Kan atlayamadım diyen şair: Umut Ozan
Şair duygularını, ümitlerini, yani insana dair ne varsa işlediği konuları sesçil biçimde dillendirmiş. Baştan sona kısa ve uzun şiirleri sessizce okumak olanaksız.

Umut Ozan'ın Kan Atlayamadım kitabının kapağı
Tacim ÇİÇEK
Klaros Yayınlarından, Mart 2023’te çıkan Kan Atlayamadım adlı şiir kitabının şairi Umut Ozan’ın asıl adı Bayram Yağ. 1977’de Bozova’da dünyaya gelmiş. İlk, orta ve lise öğrenimini Mersin’de bitirmiş. 2005’te Gaziosmanpaşa Üniversitesi Fen Edebiyat Fakültesi Tarih Bölümünden mezun olmuş. 2010’da da Harran Üniversitesi Sosyal Bilimler Enstitüsünde tezsiz yüksek lisansını tamamlamış. Tarih öğretmeni olarak Mersin’de görevini sürdürüyor.

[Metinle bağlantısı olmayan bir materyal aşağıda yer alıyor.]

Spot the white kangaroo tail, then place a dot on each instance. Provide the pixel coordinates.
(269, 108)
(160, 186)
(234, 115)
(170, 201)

Öğrenciliğinden beri kopamadığı okuma tutkusunun yanında şiirler de yazmış. İlkin çevresindekilerden de gizlemiş bunu. Sonunda yapıp edilenin bir biçimde görünür olmak gibi bir eğilimi de olduğundan direnci kırılmış. Böylece yazdığı şiirleri ilkin çevresindekilerle paylaşmış. Nahif ve içten dizeler, okuyanı etkileyince başkalarıyla da paylaşmak kaçınılmaz olmuş. Evrensel Gazetesi Kitap Eki’nde, Dersim’de İklim’de, Güney Dergisi2nde ve Esmer’de şiirleri yayımlanmış. Dergilerde yayımlananlara yenilerini ekleyerek ilk şiir kitabını çıkartmış.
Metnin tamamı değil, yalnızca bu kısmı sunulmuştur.